Halfway through October and I can’t believe it, as ever. Here are the books I’ve been reading on the train, before bed, and on (rare) sunny lunch breaks:

Inspired: Slaying Giants, Walking on Water, and Loving the Bible Again, Rachel Held Evans
I’ve been following Evans’ work since the publication of her first book, Faith Unraveled. We’re about the same age and we come from similar evangelical backgrounds. Her latest book is an exploration of the Bible as the messy, often frustrating, powerful text it is, rather than the tidy answer book some folks would like it to be. I loved Evans’ reimaginings of well-worn biblical stories, and appreciated her broad-minded perspective on what the Bible can be.

An Act of Villainy, Ashley Weaver
Amateur sleuth Amory Ames and her dashing husband, Milo, are drawn into a mystery involving the players in a theatrical production. The director is a friend of theirs (and the leading actress is his mistress). When murder ensues, Amory and Milo work to unmask the killer. I like this elegant series, set in London between the wars; Amory is an engaging narrator and this fifth entry was fun.

Digging In, Loretta Nyhan
Two years widowed, Paige Moresco is struggling: she and her teenage son are still grieving and now her graphic design job is in jeopardy. On impulse, she digs up half her backyard and plants a garden, to the horror of her neighbors.
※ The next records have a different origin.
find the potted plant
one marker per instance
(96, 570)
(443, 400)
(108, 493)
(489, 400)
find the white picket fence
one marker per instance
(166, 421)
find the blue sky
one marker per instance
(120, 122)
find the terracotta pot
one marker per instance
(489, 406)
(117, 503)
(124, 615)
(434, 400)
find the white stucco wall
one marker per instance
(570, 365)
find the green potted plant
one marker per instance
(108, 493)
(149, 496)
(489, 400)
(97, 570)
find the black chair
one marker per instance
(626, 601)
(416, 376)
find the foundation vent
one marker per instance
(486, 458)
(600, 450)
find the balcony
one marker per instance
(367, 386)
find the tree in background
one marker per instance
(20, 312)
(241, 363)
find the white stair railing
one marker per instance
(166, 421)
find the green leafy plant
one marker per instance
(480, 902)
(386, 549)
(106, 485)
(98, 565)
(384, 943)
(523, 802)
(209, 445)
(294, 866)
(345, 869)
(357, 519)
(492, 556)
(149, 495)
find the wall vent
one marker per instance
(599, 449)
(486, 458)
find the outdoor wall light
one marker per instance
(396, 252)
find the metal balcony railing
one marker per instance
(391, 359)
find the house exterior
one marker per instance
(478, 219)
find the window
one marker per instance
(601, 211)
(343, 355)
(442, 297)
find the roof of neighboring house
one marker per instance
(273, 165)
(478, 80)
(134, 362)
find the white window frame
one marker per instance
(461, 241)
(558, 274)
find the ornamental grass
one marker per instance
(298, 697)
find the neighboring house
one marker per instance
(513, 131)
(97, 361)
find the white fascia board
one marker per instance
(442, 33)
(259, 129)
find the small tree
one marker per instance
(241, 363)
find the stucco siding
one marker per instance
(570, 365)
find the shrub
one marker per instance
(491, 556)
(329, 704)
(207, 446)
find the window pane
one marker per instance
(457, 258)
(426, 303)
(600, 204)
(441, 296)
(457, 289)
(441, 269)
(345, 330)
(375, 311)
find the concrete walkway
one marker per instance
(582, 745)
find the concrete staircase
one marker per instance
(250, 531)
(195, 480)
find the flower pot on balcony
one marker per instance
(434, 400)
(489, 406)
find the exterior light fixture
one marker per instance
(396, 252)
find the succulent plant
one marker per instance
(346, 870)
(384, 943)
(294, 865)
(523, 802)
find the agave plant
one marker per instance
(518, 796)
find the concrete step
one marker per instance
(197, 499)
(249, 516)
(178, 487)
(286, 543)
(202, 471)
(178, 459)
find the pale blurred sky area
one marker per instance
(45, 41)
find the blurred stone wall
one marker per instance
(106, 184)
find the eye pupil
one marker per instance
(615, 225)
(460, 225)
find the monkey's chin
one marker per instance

A fun novel about digging (literally) through grief, though I wanted more depth. Reminiscent of The Garden of Small Beginnings; not as strong, but still really enjoyable.

The Lost for Words Bookshop, Stephanie Butland
Loveday Cardew has spent her whole adult life (so far) working in the same York bookshop and avoiding her past. But the appearance of a handsome magician and copies of her estranged mother’s favorite books throw all that into question. This book broke my heart with every chapter; it’s well done and lovely but so, so sad.

The Wedding Date, Jasmine Guillory
Two people meet in a stalled elevator and end up going to a wedding together; he needs a date, and she thinks he’s cute. But, of course, it doesn’t end there. This delightful, sexy novel follows Drew and Alexa as they navigate a modern-day, long-distance relationship and face their own fears (and Alexa digs into a major work project). Sweet and spicy and so much fun.

The World As It Is: A Memoir of the Obama White House, Ben Rhodes
One of my coping mechanisms in the current political climate is reading these Obama staffer memoirs. Rhodes worked on communications and foreign policy for Obama for a decade. This thoughtful, fascinating, well-written insider account recalls a saner time in national politics and helps explain how we got to where we are now. Lots of flashbacks to my last job at HKS; Rhodes’ days – not the setting but the focus and the rhythm – bore some striking parallels to mine.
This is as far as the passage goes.